South Texas Banding

So, I took a day off from racking up life birds (seeing birds I've never seen before) for some songbird banding. After two days of bus trips and one day of birding around all over on my own, I was ready for some low key activity. On this trip we sat on a patio of Los Ebanos Preserve. We were even served coffee while birds were brought to us! Above we have bander Mark Conway handing a dove to a young lad very excited about birds. Mark is awesome. He's a careful bander who is a high school teacher in his spare time, this gives him the rare ability to educate while doing in the midst of banding.

Mark does quite a bit of work with South Texas subspecies. He's currently working to prove that there are a separate population of common yellowthroats (above) and Carolina wrens (below).

It was a treat to watch banding in a different area and to see different birds come in. Mark and his assistance must do their banding early in the morning before it gets too hot and over stresses the birds.

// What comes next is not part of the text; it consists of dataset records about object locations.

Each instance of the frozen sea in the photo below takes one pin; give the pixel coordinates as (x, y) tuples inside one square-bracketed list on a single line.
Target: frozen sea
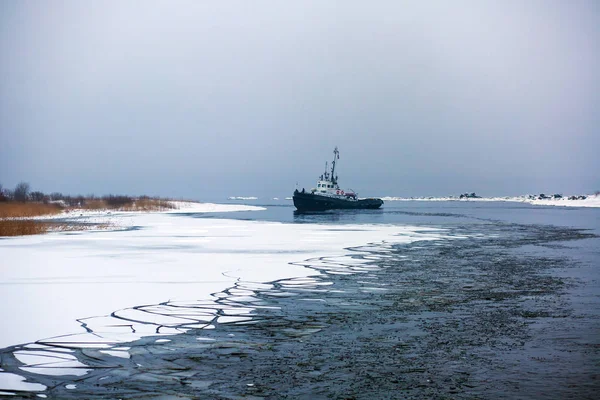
[(418, 299)]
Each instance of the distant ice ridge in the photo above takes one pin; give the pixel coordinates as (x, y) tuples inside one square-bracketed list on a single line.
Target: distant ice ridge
[(190, 206), (242, 198), (566, 201)]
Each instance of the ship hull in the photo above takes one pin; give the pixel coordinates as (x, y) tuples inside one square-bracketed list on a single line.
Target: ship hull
[(315, 202)]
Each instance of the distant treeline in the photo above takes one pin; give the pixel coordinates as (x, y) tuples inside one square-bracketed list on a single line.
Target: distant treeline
[(23, 193)]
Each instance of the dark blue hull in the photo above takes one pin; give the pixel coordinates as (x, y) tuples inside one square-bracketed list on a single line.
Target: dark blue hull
[(315, 202)]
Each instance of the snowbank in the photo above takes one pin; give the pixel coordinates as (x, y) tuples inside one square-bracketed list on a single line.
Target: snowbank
[(191, 207)]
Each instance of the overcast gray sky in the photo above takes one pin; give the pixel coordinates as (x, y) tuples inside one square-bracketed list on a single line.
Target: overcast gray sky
[(205, 99)]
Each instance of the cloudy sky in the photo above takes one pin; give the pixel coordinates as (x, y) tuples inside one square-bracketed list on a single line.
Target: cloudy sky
[(206, 99)]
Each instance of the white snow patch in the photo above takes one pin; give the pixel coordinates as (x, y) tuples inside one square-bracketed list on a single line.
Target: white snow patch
[(242, 198), (9, 381)]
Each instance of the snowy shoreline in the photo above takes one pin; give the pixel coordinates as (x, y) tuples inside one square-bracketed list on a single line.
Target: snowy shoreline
[(590, 200)]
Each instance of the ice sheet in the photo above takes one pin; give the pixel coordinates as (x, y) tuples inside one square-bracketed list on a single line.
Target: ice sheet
[(62, 283), (592, 200)]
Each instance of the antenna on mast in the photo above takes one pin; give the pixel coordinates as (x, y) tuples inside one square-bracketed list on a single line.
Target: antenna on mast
[(336, 156)]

Here we have a field trip leader by the name of Richard Gibbons. He's reading the bander's bible by Peter Pyle. It's one of the hardest to read bird books out there but is key in aging and sexing birds in the hand. Richard was reading Pyle out loud which is tough on birders and can work as an instant sleep aid. Pure evil.

It was fun to see so many great birds up close, like this female golden fronted woodpecker.

She was a noisy bird, squealing the whole time they had her for banding. She reminds me of a blond red-bellied woodpecker.

Here's something you don't see every day--the yellow eye of a mockingbird. These guys gave a very plaintive "mew" while being banded. Mockingbirds are such fierce defenders of their territory, it was surprising to hear such a sad little cry from them.

Here's a black-crested titmouse. Don't let that cute face fool you...

This bird had bite. The banders were very careful around the titmice. That sharp bill they use for cracking open seeds and nuts is a handy tool for wedging under fingernails.

Here's one of the many white-tipped doves we got in the nets--check out those crazy yellow eyes.

The doves also had beautiful purple iridescent feathers on the back of the neck. From this angle you can really see what a tiny head holds an even tinier brain that governs a very large body. How do doves manage it?

This was one of the cutest doves we got in, an Inca dove. What was so interesting about these tiny guys was how fast they flew and how quickly their wings flapped. I'm so used to the larger morning doves who lumber around, it was a shock to see these zippy little dudes.

It was a nice way to round out the festival.